Папа всегда говорил о времени, проведенном в лагере Каттерик в сороковых годах, как о «службе в Вооруженных силах», как будто побывал в авиации, на флоте и в десанте разом.
– Выпороть бы их, вот что я скажу. Надавать по задницам таких горячих, чтобы навек запомнили. – Он помолчал, прихлебывая чай. – Разве «кошка»[17] – это так плохо?
Алан подумал, что если бы кто-нибудь вошел в комнату на этих словах, то подумал бы, что семейство обсуждает, не завести ли им домашнего любимца.
Алан снова вышел в сад. Проходя мимо окон комнаты, которую занимал Папа, он отметил, что газовый камин горит на полную мощность. Папа всегда включал камин на весь день и, несомненно, на половину ночи с сентября по май, вне зависимости от того, сидел ли он в своей комнате или уходил из нее. Пэм очень вежливо указывала ему на это, но Папа отвечал только, что у него плохо циркулирует кровь из-за возрастного затвердения артерий.

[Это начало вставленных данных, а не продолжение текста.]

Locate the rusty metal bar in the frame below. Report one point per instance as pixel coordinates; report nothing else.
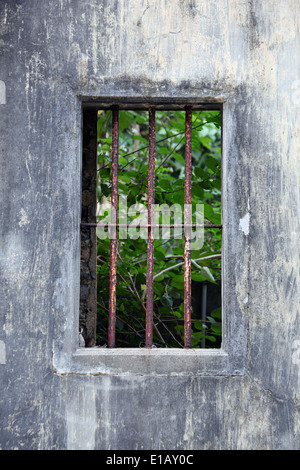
(187, 229)
(150, 244)
(113, 233)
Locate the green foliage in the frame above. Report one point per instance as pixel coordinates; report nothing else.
(168, 253)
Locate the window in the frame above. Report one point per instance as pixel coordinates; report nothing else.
(227, 358)
(151, 227)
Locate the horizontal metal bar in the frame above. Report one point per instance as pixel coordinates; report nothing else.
(153, 226)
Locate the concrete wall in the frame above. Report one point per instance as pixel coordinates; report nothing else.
(53, 55)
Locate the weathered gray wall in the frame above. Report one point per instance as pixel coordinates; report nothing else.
(242, 52)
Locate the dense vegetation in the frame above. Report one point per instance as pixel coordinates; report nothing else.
(169, 189)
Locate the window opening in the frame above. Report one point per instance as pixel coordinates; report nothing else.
(158, 228)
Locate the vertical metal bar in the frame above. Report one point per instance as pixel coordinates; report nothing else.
(187, 228)
(113, 232)
(203, 311)
(150, 245)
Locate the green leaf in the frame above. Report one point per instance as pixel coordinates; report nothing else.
(167, 301)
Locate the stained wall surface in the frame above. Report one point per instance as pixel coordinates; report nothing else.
(53, 55)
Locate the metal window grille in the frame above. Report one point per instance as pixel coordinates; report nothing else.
(150, 242)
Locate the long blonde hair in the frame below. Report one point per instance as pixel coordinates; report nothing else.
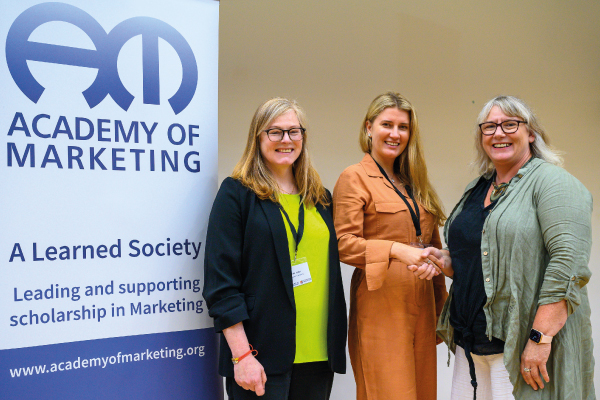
(410, 165)
(514, 107)
(252, 171)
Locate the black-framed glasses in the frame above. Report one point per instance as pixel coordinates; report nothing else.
(276, 134)
(510, 126)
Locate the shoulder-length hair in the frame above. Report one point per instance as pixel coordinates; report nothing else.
(410, 165)
(252, 171)
(514, 107)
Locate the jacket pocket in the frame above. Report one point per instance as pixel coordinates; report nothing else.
(392, 220)
(250, 300)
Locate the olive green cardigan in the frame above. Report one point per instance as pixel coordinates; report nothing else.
(535, 249)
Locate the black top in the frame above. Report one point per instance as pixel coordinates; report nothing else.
(464, 242)
(248, 278)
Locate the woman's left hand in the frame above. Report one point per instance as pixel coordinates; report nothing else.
(534, 357)
(426, 271)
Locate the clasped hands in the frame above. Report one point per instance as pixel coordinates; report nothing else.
(424, 263)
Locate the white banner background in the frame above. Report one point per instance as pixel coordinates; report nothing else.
(57, 207)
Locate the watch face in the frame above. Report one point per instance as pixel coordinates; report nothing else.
(535, 336)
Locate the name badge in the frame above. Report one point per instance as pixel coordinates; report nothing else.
(300, 272)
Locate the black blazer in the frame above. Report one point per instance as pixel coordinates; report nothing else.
(248, 277)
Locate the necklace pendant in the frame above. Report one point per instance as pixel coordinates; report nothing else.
(498, 191)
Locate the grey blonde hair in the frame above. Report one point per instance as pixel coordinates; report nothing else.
(514, 107)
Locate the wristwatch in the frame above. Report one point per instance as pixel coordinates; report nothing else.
(539, 337)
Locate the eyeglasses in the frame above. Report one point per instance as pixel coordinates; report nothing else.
(276, 134)
(510, 126)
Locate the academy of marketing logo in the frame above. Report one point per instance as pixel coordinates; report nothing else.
(104, 58)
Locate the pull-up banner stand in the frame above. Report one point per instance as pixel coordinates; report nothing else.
(108, 169)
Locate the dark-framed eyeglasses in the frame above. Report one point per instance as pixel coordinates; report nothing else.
(276, 134)
(509, 126)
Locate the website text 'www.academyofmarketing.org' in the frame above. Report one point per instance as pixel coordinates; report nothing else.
(106, 362)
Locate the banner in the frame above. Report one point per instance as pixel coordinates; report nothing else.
(108, 170)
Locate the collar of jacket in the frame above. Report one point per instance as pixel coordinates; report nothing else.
(527, 168)
(279, 234)
(372, 169)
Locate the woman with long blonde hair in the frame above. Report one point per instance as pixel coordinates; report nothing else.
(386, 213)
(272, 273)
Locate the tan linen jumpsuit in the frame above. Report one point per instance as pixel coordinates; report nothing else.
(393, 314)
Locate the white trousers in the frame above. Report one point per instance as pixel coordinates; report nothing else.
(492, 378)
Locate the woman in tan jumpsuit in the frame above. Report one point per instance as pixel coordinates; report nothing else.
(393, 311)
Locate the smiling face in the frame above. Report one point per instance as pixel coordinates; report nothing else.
(390, 132)
(279, 156)
(507, 151)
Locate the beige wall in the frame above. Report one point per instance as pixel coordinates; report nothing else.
(448, 58)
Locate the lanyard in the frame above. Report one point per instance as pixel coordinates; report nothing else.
(297, 235)
(415, 214)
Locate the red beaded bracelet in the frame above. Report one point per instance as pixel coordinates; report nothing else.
(236, 360)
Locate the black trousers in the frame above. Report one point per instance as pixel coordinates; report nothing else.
(306, 381)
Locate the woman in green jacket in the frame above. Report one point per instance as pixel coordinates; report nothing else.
(519, 240)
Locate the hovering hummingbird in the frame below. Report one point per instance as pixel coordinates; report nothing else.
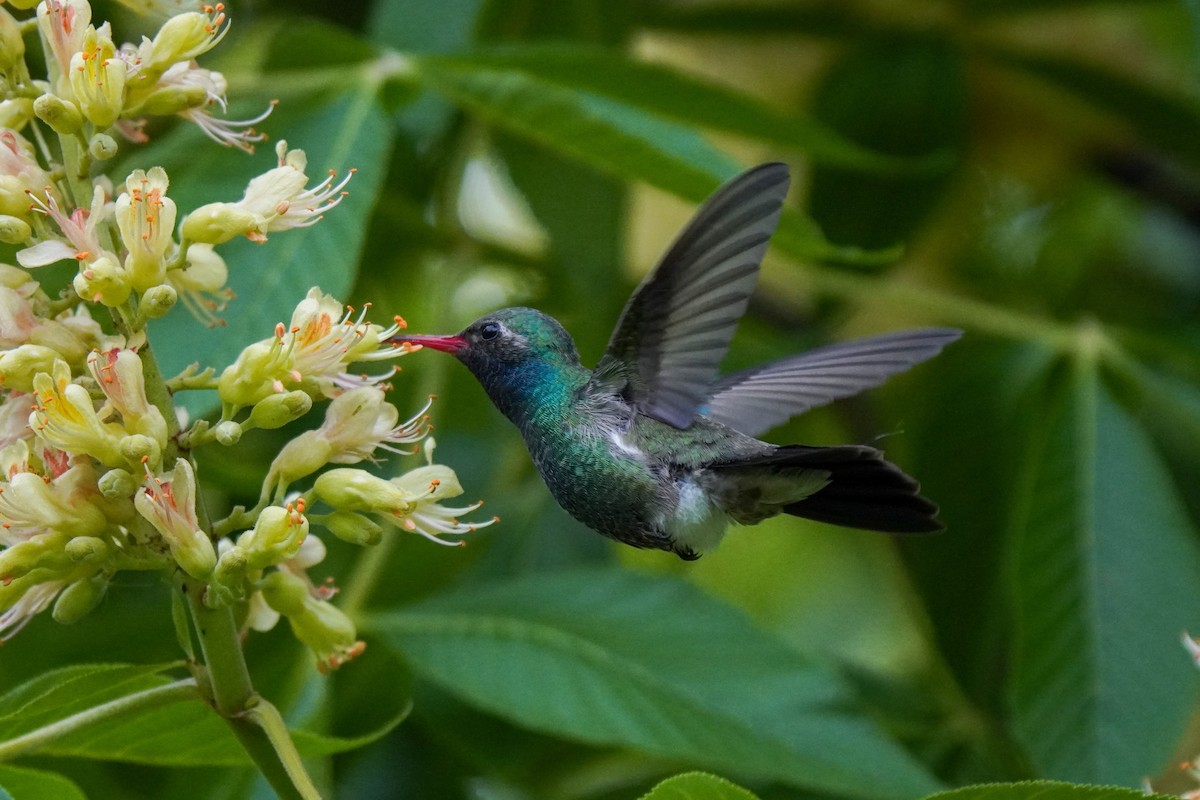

Он никогда не вносил ни пенни в оплату счетов за газ, равно как и за электричество, но Пэм сказала, что нечестно требовать что-либо со старика, который живет только на свою пенсию. Алан осмелился спросить: «А как насчет тех десяти тысяч, что он выручил от продажи своего дома?» Но Пэм ответила, что это деньги на черный день.
Вернувшись в дом и убирая садовые инструменты в кладовку, он увидел, что вернулась дочь. Литература гласила, что юные лучше сходятся со стариками, чем с людьми средних лет, но, похоже, в случае с его детьми и Папой это не сработало. В этом авторы ошибались – как, возможно, и во многом другом.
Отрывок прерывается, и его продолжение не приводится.